AU envoy pleads for help
2009-09-18 22:19
Nairobi - An African Union envoy pleaded for more international aid on Friday to stabilise Somalia after an attack by Islamic insurgents on an AU peacekeeping base that killed 21 people. It was the deadliest single attack on the peacekeepers since they arrived in 2007.
"We need to get the international community to really come forward ... we don't have sufficient capacity," said Nicolas Bwakira, the AU envoy to Somalia.
The peacekeeping force from the 53-nation AU has long lamented that it is undermanned. Out of a planned 8 000 troops, there are only about 5 000 soldiers from Uganda and Burundi.
Deadliest single attack
Burundian Major General Juvenal Niyoyunguruza, the deputy commander, was killed in Thursday's attack as he was about to depart Somalia and was introducing his successor, who survived.
The death toll from the twin suicide car bombings rose to 21 on Friday, including 17 peacekeepers, an AU spokesperson said. The previous highest toll was 11 peacekeepers who died in February in an insurgent attack.
Al-Shabab, a powerful Islamist group with foreign fighters in its ranks, claimed responsibility and said Thursday's attack was to avenge a US commando raid on Monday that killed a key al-Qaeda operative, Saleh Ali Saleh Nabhan, in southern Somalia.

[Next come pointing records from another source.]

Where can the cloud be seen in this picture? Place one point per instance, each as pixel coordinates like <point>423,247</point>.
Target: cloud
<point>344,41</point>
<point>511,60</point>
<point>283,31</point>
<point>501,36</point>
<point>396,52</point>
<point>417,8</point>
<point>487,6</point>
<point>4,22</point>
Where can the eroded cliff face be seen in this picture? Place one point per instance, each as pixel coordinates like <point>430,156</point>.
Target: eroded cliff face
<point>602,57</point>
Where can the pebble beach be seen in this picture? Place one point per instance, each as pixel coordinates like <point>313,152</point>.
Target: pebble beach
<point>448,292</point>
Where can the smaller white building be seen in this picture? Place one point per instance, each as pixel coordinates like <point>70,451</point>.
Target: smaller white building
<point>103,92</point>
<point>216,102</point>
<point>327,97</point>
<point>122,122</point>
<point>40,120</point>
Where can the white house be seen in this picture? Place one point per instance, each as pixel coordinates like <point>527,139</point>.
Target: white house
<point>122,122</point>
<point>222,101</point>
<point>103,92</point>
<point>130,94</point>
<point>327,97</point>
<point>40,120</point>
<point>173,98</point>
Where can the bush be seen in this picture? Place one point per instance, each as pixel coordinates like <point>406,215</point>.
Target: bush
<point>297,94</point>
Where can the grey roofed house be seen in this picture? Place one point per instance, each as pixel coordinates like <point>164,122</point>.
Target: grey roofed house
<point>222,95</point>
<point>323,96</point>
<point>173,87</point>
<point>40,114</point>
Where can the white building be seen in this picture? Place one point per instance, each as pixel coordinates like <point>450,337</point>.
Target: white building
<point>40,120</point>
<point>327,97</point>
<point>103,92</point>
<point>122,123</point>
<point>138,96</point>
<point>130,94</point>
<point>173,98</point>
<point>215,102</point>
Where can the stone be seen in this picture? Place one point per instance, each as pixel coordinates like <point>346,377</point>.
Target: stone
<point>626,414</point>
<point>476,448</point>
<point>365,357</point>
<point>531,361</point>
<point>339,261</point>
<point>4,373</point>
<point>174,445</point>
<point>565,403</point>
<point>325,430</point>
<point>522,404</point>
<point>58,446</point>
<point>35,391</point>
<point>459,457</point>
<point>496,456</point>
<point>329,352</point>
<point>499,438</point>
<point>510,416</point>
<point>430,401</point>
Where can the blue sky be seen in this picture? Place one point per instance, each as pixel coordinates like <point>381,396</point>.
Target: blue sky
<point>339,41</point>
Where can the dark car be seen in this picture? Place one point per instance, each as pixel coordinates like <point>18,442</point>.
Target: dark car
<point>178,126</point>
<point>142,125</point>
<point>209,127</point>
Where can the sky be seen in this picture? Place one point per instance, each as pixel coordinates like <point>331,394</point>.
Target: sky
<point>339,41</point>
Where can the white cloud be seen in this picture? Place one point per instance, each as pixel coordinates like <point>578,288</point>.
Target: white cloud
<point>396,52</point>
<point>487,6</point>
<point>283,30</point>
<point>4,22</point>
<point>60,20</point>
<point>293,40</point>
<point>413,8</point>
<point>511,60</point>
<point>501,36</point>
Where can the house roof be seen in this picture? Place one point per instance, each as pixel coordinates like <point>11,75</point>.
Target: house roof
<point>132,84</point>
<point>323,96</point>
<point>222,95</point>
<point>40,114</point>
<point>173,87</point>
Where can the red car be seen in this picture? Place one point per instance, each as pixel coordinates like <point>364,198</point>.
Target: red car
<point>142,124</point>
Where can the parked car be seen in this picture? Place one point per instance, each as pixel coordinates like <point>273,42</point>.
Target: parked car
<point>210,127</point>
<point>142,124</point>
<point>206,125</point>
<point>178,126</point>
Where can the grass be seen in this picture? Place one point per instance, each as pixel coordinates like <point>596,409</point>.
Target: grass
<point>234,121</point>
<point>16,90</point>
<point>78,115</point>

About 40 others were wounded in the car bombs at Mogadishu's airport where the base is located, said Gaffel Nkolokosa, the spokesperson for the AU mission for Somalia.
Counterstrike
A counterstrike from the AU base killed at least seven people in Mogadishu, Somalia's capital.
The suicide car bombings underscore links between al-Qaeda's terror network and Somalia's homegrown insurgency. Many fear the impoverished and lawless African nation is becoming a haven for al-Qaeda - a place for terrorists to train and plan attacks elsewhere.
Somalia's national security minister - who took the job after his predecessor was killed in a suicide attack in June - told reporters in Nairobi that his government has little capacity to "stop someone who is determined to die ... But we have to make attempts to eliminate them."
Abdullahi Mohamed Ali added that the government is boosting security at key government and AU installations. The twenty-nine wounded people were evacuated from the base to Nairobi.
Suicide attacks virtually unknown
Suicide attacks were virtually unknown in Somalia before 2007, even though the nation has been wracked by war for almost two decades.
Al-Shabab controls much of Somalia and operates openly in the capital, confining the government and peacekeepers to a few blocks of the city. The US and the UN both support Somalia's government and the African peacekeeping force.
Last month, US Secretary of State Hillary Clinton pledged during a trip to Africa to expand US support, including military aid, to the beleaguered Somali government and the AU peacekeeping force. She did not give details.
Somalia has been ravaged by violence and anarchy since warlords overthrew dictator Mohamed Siad Barre in 1991 and turned on each other. Piracy has flourished off the Somali coast, making the Gulf of Aden one of the most dangerous waterways in the world.